Ireland's haul of six looks reasonable but should we be concerned that McIlroy and Lowry are the only players under 30 with cards on one of the world's major tours. Is the current situation simply a cyclical freak based on the talent pool? 

Scotland has seven tour players fully exempt for 2015 but like Ireland, they are scratching their heads wondering why younger players are not breaking through having drawn a blank at the Q-School.

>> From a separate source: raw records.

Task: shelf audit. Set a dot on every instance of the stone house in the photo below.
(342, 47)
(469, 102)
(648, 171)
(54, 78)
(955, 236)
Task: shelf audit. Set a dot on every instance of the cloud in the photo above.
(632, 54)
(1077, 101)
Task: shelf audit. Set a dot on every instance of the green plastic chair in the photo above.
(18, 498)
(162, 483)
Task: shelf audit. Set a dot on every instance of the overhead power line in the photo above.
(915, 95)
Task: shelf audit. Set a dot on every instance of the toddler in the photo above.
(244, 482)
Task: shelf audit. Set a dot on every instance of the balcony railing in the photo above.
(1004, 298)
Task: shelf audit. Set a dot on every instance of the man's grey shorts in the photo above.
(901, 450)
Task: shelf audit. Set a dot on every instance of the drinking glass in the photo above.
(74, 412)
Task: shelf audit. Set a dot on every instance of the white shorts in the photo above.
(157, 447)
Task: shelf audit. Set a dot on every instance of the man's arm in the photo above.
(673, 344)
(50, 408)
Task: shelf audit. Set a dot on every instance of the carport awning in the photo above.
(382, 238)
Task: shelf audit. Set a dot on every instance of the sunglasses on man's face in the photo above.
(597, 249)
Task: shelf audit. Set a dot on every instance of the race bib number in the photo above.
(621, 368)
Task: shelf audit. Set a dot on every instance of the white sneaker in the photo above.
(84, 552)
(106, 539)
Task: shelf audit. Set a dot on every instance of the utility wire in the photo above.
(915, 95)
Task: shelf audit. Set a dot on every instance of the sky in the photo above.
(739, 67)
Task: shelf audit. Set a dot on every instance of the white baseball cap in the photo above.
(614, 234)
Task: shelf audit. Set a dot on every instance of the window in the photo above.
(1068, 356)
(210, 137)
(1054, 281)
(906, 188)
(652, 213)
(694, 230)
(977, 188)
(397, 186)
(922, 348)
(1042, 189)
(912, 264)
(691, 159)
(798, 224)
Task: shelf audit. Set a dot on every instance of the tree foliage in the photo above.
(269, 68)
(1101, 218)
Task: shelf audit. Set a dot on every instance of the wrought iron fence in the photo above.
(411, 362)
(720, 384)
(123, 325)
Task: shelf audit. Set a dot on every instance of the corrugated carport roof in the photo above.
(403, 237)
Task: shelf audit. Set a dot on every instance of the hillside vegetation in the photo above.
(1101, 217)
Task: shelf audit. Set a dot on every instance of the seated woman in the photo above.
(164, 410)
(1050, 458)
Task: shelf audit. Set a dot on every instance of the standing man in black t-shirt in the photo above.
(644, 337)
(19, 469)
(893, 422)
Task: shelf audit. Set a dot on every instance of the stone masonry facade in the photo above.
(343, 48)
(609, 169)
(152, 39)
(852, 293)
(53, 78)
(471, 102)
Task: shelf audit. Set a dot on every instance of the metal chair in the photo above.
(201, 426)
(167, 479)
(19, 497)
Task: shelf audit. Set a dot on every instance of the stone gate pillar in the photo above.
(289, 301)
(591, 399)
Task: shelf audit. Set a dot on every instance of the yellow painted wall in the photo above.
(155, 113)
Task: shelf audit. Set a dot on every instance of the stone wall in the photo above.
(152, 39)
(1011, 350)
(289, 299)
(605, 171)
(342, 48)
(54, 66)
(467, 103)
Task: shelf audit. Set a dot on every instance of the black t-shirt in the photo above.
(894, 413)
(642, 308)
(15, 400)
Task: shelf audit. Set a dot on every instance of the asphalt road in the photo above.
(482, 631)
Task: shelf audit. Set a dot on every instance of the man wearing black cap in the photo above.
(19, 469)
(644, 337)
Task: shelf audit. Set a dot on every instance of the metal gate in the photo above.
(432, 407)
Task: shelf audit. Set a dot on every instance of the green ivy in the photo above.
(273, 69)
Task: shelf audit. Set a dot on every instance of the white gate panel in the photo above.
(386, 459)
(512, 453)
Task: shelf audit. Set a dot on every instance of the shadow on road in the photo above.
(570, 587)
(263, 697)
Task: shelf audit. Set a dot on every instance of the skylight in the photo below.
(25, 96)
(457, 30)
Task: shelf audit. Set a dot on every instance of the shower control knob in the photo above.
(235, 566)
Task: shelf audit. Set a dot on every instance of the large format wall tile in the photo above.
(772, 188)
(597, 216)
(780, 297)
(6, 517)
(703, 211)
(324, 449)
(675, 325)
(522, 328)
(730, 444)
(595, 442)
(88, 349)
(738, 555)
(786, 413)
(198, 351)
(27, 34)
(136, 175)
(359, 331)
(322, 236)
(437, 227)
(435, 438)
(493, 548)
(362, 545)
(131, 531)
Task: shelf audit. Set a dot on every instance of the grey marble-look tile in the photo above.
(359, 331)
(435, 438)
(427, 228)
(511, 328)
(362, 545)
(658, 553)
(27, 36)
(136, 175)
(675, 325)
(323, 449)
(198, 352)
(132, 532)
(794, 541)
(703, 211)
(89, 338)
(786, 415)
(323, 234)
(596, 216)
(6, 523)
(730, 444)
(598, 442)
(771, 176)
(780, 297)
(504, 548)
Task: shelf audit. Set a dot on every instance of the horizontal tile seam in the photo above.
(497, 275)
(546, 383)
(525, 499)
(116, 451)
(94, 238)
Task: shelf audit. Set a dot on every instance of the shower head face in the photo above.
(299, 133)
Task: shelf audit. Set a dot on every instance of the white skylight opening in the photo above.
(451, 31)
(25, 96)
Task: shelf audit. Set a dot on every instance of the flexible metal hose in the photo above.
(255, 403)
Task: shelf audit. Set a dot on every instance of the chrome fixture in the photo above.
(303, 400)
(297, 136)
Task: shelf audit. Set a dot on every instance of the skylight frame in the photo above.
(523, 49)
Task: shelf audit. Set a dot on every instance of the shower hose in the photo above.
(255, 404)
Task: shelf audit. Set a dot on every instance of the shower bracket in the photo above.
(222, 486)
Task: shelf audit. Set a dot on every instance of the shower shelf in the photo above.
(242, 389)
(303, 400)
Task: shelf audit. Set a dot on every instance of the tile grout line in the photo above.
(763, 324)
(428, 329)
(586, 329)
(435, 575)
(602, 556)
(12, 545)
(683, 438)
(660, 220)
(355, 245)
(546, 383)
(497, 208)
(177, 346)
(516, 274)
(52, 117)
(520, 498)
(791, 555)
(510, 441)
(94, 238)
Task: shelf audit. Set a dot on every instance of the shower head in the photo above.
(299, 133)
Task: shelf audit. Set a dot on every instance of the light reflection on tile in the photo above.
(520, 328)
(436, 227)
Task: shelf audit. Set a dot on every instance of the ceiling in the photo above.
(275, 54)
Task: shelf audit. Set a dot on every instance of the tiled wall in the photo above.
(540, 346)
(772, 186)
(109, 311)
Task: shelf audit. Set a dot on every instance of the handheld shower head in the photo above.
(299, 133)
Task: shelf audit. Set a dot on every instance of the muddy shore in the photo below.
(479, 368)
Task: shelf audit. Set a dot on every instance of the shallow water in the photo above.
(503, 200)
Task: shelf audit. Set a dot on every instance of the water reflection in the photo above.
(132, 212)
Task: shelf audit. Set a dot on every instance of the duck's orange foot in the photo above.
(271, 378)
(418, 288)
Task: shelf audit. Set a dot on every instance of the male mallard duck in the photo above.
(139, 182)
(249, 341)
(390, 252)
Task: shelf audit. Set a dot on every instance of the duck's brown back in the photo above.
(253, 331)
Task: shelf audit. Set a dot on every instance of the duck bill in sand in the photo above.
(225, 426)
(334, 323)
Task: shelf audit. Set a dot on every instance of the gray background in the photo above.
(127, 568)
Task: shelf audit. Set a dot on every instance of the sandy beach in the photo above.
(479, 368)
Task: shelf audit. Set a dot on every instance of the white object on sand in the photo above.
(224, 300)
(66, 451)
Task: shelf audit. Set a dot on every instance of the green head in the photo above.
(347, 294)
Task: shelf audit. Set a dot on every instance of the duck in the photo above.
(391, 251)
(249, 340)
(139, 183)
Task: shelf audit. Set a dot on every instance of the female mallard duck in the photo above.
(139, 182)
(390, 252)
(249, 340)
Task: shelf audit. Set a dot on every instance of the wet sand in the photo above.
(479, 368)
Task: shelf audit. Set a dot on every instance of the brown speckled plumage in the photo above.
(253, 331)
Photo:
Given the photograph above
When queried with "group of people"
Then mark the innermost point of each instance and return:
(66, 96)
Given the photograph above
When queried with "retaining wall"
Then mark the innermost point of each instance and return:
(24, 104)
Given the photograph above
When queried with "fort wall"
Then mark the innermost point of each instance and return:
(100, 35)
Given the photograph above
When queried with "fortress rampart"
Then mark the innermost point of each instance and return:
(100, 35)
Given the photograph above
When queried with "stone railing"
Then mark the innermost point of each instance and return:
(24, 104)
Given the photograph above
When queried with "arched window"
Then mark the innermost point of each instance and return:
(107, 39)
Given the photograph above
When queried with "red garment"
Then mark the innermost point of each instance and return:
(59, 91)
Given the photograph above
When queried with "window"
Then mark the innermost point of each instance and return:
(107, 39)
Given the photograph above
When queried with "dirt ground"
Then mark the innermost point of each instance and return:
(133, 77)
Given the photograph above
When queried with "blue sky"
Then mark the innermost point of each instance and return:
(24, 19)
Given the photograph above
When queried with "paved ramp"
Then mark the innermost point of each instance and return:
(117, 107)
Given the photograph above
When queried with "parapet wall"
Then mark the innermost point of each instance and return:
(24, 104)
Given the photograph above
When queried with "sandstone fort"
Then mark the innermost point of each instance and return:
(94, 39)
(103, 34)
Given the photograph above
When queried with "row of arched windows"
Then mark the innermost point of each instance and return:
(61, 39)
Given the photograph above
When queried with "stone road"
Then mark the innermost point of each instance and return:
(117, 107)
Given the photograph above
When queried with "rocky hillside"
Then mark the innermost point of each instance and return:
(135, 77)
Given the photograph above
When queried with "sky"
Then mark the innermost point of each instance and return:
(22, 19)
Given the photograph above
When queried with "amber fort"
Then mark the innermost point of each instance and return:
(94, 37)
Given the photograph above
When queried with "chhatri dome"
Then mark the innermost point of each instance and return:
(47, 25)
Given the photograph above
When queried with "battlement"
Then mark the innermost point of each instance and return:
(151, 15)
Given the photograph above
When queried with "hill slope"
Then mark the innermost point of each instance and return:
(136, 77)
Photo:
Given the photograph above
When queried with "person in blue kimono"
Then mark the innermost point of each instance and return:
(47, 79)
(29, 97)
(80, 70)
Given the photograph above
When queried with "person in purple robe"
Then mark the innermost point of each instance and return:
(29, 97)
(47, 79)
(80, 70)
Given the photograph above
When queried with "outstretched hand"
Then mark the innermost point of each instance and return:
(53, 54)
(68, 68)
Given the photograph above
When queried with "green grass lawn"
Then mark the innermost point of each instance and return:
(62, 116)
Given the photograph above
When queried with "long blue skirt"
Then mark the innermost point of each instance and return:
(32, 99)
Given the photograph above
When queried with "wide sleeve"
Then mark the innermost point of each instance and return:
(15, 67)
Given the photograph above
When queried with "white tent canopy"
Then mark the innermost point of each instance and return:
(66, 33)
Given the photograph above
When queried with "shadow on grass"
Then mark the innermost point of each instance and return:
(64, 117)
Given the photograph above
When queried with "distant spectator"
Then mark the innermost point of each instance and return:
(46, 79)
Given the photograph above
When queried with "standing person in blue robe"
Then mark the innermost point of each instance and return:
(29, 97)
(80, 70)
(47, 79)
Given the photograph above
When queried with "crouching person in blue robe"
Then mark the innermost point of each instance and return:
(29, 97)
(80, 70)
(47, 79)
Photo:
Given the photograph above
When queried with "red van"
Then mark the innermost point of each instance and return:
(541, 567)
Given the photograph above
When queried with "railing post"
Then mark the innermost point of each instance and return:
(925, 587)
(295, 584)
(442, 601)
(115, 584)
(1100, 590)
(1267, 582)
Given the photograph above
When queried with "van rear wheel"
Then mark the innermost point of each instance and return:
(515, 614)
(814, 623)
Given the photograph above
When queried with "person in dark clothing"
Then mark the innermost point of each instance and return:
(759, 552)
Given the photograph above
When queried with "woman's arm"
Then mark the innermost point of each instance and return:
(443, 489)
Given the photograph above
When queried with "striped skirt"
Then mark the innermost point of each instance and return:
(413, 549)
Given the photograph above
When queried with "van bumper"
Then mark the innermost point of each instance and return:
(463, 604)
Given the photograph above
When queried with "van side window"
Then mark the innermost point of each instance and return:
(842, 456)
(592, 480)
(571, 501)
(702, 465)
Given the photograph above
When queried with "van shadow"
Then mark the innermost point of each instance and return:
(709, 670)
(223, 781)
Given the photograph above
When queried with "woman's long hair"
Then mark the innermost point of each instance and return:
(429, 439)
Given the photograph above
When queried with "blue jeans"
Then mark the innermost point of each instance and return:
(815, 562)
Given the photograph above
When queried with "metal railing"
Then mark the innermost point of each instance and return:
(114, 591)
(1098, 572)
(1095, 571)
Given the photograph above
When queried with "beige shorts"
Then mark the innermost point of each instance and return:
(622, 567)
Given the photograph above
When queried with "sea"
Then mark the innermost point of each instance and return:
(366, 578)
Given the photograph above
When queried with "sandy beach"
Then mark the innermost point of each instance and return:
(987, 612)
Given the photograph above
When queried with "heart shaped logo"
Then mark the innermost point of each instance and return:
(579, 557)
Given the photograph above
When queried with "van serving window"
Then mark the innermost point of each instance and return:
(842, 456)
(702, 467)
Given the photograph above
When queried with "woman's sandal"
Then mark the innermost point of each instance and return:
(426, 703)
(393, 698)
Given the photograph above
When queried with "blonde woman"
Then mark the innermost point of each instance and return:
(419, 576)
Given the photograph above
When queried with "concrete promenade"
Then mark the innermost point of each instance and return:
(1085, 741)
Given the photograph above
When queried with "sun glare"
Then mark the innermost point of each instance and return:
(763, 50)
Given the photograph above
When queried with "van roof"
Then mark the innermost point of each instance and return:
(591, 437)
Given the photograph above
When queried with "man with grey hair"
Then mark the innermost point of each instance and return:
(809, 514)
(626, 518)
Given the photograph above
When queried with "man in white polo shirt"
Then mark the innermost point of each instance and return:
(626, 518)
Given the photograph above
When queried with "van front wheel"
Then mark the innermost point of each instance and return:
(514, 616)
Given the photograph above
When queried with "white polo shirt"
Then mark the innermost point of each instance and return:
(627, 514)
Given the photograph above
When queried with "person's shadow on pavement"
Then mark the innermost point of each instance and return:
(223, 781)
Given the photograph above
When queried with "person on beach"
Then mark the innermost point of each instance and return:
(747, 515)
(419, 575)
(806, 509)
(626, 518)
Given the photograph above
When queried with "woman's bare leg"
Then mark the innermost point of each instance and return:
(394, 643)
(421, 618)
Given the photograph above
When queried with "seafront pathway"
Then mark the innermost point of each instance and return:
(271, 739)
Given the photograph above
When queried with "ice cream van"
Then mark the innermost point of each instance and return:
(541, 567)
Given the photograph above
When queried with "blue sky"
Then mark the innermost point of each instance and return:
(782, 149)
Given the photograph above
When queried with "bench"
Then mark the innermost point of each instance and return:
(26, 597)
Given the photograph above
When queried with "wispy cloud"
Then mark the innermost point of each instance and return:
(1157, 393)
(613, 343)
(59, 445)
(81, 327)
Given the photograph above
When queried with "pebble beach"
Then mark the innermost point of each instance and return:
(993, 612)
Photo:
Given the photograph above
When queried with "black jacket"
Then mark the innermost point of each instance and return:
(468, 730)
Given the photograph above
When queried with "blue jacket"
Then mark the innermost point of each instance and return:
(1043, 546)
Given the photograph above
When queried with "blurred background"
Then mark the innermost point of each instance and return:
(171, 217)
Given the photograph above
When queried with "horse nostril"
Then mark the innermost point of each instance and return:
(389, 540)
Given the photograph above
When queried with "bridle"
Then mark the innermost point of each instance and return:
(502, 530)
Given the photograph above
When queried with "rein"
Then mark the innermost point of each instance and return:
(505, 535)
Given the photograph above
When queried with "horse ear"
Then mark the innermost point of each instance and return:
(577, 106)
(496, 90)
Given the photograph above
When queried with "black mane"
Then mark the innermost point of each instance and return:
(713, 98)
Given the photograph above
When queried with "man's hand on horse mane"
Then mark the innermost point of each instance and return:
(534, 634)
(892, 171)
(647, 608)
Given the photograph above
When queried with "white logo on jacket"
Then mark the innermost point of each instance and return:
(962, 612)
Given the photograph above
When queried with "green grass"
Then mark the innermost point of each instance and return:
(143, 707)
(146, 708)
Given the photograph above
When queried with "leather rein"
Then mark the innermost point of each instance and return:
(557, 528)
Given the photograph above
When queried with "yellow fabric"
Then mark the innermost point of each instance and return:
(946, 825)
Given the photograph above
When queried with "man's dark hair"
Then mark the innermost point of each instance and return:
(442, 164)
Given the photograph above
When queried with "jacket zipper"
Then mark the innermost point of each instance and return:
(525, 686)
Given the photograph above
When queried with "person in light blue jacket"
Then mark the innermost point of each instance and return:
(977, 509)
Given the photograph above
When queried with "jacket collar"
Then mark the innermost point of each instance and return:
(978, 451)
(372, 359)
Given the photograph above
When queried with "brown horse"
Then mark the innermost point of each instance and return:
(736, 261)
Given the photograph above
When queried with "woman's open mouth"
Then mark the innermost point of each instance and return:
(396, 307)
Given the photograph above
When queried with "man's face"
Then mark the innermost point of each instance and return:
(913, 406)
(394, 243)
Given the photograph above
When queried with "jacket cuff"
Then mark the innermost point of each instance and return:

The number of Irish amateurs turning professional every year shows no sign of abating but one wonders, given recent results, if A, they are good enough and B, whether or not they have been getting the right support. 

The Golfing Union of Ireland does its best to look after our elite amateurs and sends them to play in the best amateur events in the world. However, there are few opportunities for them to rub shoulders with elite tour players and while championship matchplay on links courses is great entertainment, more strokeplay on parkland courses is required.

The firm rule of thumb that you must be a totally dominant player in Ireland or Great Britain to make it on tour appears to hold firm. Can we do better with what we have? Or are we simply playing to our potential?  

With Phelan, Turner, Power, Gareth Shaw, Ruaidhri McGee and Royal Dublin's Niall Kearney all showing great promise and an army of hungry amateurs at home and abroad, perhaps we just need to be patient.

With the likes of Gavin Moynihan, Gary Hurley, Paul Dunne, Paul McBride, Cormac Sharvin, Dermot McElroy, Jack Hume, Robin Dawson, Chris Selfridge, John-Ross Galbraith, Stuart Grehan, Rowan Lester, Kevin LeBlanc, Tommy O'Driscoll, Eoin Leonard, James Sugrue and Thomas Mulligan all showing huge potential, there's no shortage of talent bursting to express itself.